I keep an eye on my bike when it's in the carriage's luggage area, and have been known to lock it.

But when putting the bike in the space behind the engine, I always feel under pressure to stash it quick and hop back off the train to get back on again to find my seat.

What do you do?


----------



## subaqua (4 Jan 2016)

not allowed to lock it to the train. says in the T&Cs on SW Trains doesnt stop me if i cant get a seat near to the bike rack. it gets locked in the guards van on EC and WC . never done GWR so not had any experience on that front. booking the space was a faff with GWR


----------



## Dayvo (4 Jan 2016)

Don't let the train take the strain:


----------



## snorri (4 Jan 2016)

User46386 said:


> Sit with it or stand next to it. I've heard of quite a few people who have had their bikes stolen when they have been sat in the carriage.


Difficult to get a bike in a sleeper compartment.


----------



## Flying Dodo (4 Jan 2016)

All the train companies say you mustn't lock the bike to the train. 

If there are 2 of us travelling on intercity trains, then I lock the bikes together as I have my big 2kg chain wrapped over my shoulder and can quickly lock the bikes together without wasting too many seconds. That way I know someone couldn't get away with dragging both bikes off the train - especially from a Virgin Penalino due to the way they're built and the position of the bike storage area, as you couldn't physically carry the bikes around and out the door.
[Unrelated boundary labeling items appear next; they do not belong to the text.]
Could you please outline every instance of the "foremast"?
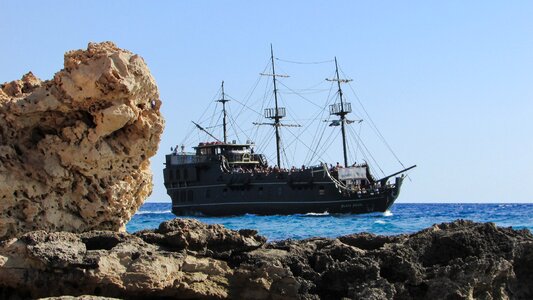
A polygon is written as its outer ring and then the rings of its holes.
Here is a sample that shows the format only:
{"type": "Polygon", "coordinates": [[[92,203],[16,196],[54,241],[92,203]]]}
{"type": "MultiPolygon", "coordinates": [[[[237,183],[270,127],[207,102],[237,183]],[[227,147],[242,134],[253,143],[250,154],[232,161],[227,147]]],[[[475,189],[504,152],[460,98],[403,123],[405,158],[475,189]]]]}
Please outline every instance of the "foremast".
{"type": "Polygon", "coordinates": [[[222,117],[222,128],[223,128],[223,131],[224,131],[224,144],[227,144],[228,143],[228,135],[227,135],[227,129],[226,129],[226,117],[227,117],[227,113],[226,113],[226,102],[228,102],[229,100],[227,100],[225,98],[225,94],[224,94],[224,81],[222,81],[222,99],[219,99],[217,100],[217,102],[220,102],[222,103],[222,114],[223,114],[223,117],[222,117]]]}

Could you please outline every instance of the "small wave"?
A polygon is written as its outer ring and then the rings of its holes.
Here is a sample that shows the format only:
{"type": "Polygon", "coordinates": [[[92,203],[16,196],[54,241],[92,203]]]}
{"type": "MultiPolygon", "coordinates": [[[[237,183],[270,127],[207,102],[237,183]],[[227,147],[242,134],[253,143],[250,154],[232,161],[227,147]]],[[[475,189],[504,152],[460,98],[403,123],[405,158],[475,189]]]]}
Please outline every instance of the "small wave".
{"type": "Polygon", "coordinates": [[[329,216],[329,213],[327,211],[323,213],[306,213],[304,216],[329,216]]]}
{"type": "Polygon", "coordinates": [[[387,210],[383,213],[383,216],[384,216],[384,217],[392,217],[393,214],[392,214],[392,212],[391,212],[390,210],[387,209],[387,210]]]}
{"type": "Polygon", "coordinates": [[[169,214],[171,212],[172,211],[170,211],[170,209],[169,210],[141,210],[141,211],[136,212],[135,214],[136,215],[147,215],[147,214],[157,215],[157,214],[169,214]]]}

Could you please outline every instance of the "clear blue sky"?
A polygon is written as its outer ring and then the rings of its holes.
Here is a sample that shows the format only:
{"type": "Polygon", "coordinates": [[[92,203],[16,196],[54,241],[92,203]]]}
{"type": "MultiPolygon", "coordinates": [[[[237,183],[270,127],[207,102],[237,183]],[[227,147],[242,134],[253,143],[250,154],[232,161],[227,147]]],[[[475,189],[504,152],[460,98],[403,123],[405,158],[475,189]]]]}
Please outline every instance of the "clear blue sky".
{"type": "Polygon", "coordinates": [[[531,1],[0,0],[0,82],[50,79],[91,41],[140,54],[166,119],[149,201],[166,202],[164,155],[221,80],[244,97],[270,43],[285,59],[336,55],[397,155],[418,165],[399,202],[531,203],[532,16],[531,1]]]}

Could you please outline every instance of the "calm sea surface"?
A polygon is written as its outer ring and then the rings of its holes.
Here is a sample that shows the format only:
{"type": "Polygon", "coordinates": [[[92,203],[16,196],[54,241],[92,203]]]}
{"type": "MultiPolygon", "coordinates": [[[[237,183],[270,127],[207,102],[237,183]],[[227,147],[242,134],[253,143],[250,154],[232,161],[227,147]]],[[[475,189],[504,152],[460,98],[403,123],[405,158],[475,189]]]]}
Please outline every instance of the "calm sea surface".
{"type": "MultiPolygon", "coordinates": [[[[128,232],[154,229],[175,218],[170,203],[145,203],[127,224],[128,232]]],[[[435,223],[468,219],[533,231],[533,204],[394,204],[390,212],[365,215],[305,214],[289,216],[188,217],[230,229],[256,229],[269,240],[337,237],[371,232],[412,233],[435,223]]]]}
However, when travelling solo, I'm always a bit twitchy especially if I know my booked seat is some way from the luggage area and have sometimes locked the bike and wheels together. 
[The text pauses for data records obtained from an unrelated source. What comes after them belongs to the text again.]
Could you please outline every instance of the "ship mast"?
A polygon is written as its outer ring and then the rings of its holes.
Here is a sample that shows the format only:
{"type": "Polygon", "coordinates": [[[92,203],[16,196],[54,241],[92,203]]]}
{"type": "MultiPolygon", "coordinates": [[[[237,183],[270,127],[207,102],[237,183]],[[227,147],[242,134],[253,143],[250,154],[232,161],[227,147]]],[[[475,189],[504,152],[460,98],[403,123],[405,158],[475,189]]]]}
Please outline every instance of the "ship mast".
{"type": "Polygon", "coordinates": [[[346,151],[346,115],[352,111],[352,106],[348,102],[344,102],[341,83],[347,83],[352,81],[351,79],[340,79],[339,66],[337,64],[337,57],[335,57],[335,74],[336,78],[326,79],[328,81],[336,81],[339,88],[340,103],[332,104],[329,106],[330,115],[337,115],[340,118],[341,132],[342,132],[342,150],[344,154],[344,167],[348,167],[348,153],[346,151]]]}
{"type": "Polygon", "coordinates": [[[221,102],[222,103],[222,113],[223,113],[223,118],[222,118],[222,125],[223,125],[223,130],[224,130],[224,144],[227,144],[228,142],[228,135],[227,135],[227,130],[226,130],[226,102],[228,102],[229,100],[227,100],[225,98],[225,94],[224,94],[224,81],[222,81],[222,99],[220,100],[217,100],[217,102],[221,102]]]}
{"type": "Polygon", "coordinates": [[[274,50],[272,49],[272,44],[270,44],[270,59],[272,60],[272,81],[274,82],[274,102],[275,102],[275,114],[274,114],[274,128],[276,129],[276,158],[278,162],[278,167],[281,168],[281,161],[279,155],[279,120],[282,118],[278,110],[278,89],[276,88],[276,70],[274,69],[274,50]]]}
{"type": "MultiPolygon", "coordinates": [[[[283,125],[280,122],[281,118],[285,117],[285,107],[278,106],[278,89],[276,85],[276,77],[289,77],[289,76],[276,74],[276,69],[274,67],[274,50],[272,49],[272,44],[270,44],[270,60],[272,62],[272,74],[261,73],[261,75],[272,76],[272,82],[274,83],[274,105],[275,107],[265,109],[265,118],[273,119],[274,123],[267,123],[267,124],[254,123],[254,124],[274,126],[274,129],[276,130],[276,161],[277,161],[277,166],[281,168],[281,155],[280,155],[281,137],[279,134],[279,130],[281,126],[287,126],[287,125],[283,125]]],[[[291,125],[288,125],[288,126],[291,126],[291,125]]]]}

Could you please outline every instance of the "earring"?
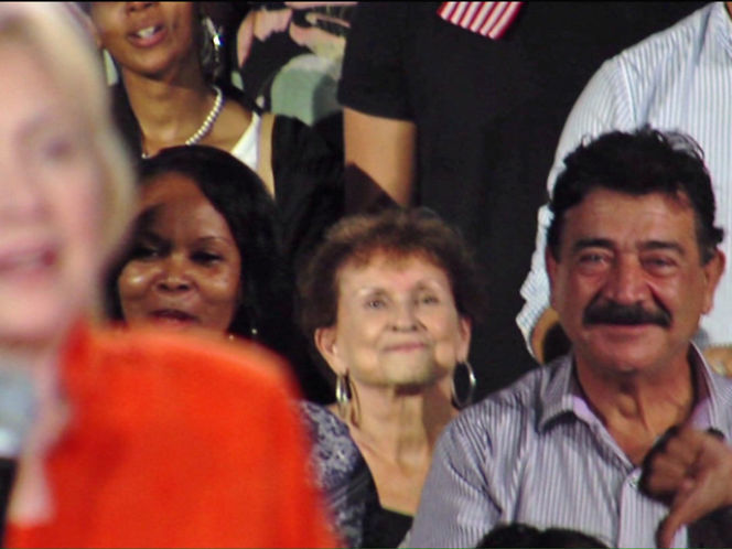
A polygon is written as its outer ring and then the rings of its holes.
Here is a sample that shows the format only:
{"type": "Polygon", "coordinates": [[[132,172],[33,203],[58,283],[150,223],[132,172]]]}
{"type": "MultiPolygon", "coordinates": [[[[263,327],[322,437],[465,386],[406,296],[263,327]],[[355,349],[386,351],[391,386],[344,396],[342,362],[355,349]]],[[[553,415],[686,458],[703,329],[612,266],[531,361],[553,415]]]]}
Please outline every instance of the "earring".
{"type": "Polygon", "coordinates": [[[473,373],[473,366],[467,360],[461,360],[455,365],[455,369],[452,374],[452,403],[458,409],[463,409],[466,406],[470,406],[473,402],[473,394],[475,392],[475,387],[477,386],[477,379],[475,379],[475,374],[473,373]],[[458,384],[455,383],[455,377],[458,375],[458,369],[460,367],[465,368],[465,374],[467,375],[467,395],[460,398],[458,396],[458,384]]]}
{"type": "Polygon", "coordinates": [[[335,376],[335,402],[338,406],[338,413],[341,415],[341,418],[345,418],[348,413],[348,405],[351,403],[348,373],[337,374],[335,376]]]}
{"type": "Polygon", "coordinates": [[[205,67],[211,67],[212,74],[216,75],[222,64],[223,32],[208,15],[201,18],[201,28],[203,34],[201,61],[205,67]]]}

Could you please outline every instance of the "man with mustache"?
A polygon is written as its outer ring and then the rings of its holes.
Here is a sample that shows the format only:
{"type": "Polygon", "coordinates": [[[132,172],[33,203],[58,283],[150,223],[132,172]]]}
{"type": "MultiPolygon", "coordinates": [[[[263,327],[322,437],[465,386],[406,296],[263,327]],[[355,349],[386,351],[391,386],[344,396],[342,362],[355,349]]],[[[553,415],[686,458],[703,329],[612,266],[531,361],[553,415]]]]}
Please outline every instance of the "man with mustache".
{"type": "Polygon", "coordinates": [[[729,546],[732,380],[691,342],[724,270],[702,153],[643,128],[564,162],[546,262],[572,351],[446,428],[406,545],[474,547],[524,523],[729,546]]]}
I always look out the window towards the luggage area to double check in case someone tries to nick the bike. Not a lot else you can do unless you're sat next to the bikes unfortunately.
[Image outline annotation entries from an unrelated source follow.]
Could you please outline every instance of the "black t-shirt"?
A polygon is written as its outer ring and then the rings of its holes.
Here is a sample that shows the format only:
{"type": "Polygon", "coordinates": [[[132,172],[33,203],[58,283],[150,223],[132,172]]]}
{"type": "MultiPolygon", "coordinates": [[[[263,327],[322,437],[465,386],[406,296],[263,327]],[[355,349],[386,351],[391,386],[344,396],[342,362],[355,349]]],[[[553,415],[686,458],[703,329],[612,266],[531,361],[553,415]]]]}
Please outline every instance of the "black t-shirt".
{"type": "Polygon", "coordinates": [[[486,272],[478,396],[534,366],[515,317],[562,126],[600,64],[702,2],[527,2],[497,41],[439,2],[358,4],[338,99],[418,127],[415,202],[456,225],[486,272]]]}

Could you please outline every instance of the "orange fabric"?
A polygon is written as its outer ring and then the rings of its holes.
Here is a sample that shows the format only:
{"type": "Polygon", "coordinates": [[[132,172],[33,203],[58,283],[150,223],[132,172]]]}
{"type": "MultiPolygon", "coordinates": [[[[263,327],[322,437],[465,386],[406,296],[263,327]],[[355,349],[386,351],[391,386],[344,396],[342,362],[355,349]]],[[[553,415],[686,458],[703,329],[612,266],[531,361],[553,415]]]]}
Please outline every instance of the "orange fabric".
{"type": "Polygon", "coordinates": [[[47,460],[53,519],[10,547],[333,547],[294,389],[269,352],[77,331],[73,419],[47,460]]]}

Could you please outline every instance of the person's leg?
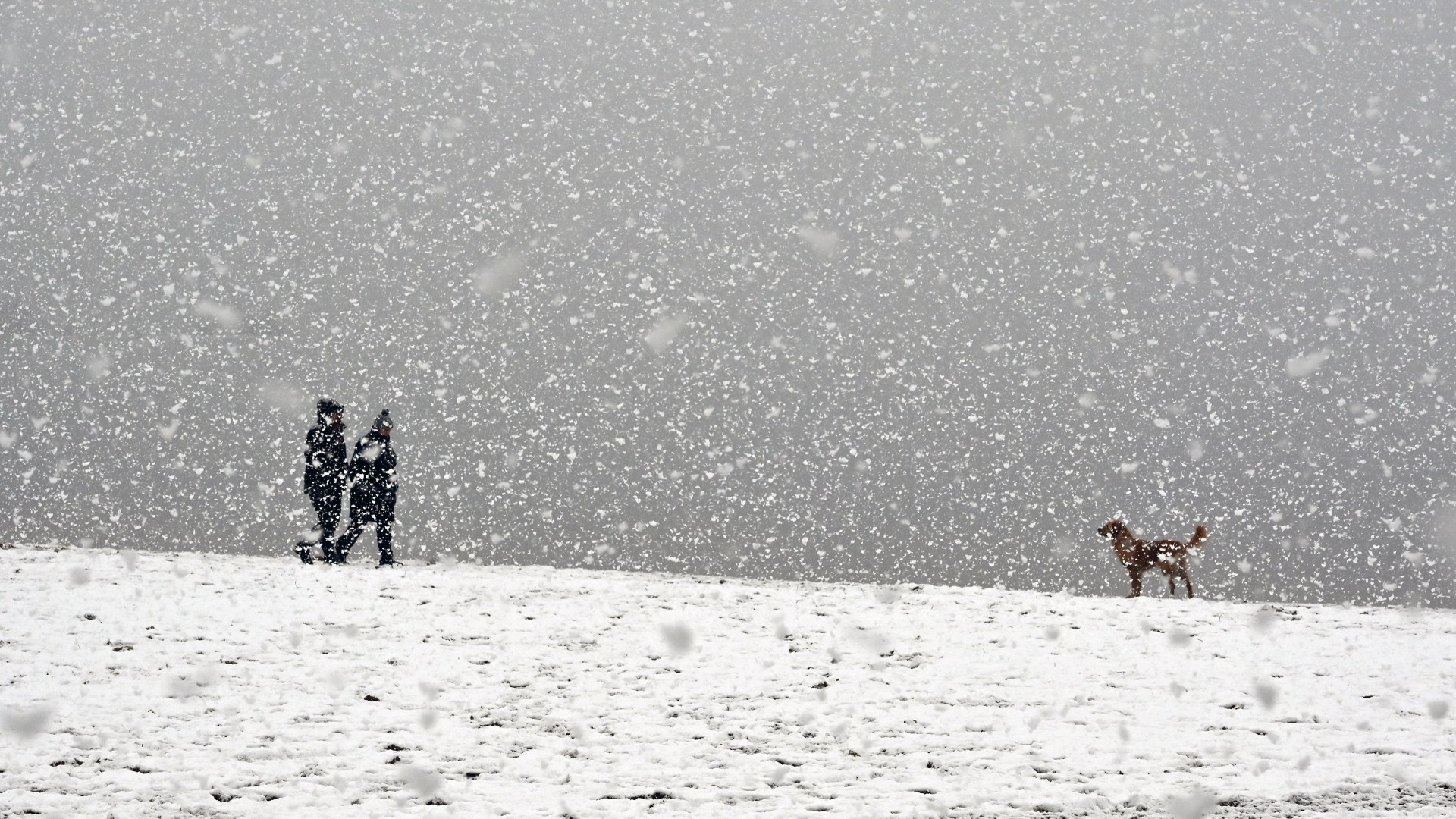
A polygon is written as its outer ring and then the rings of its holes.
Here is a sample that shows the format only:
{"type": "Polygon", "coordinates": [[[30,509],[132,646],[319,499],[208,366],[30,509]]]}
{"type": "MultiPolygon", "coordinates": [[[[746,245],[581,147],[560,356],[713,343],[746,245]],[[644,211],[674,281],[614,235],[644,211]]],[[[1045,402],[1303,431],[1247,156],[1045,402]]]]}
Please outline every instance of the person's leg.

I've seen someone use the trick of tying a spare toe clip strap around a wheel and the train just to stop an opportunist thief.


----------



## ianrauk (4 Jan 2016)

I don't care if they say you can't lock your bike up on a train. I always do.


----------



## Brandane (4 Jan 2016)

If traveling long distance it's usually the west coast mainline on a Virgin Pendolino. The bike goes into the north end of the train (usually) behind the driver's compartment. I then try to find a seat nearby so that I can see the exit door whenever the train stops; that way I can see anyone leaving the train with my bike, and it gives me a few seconds to get after them. I know my officially reserved seat might be a few carriages away; I don't use it.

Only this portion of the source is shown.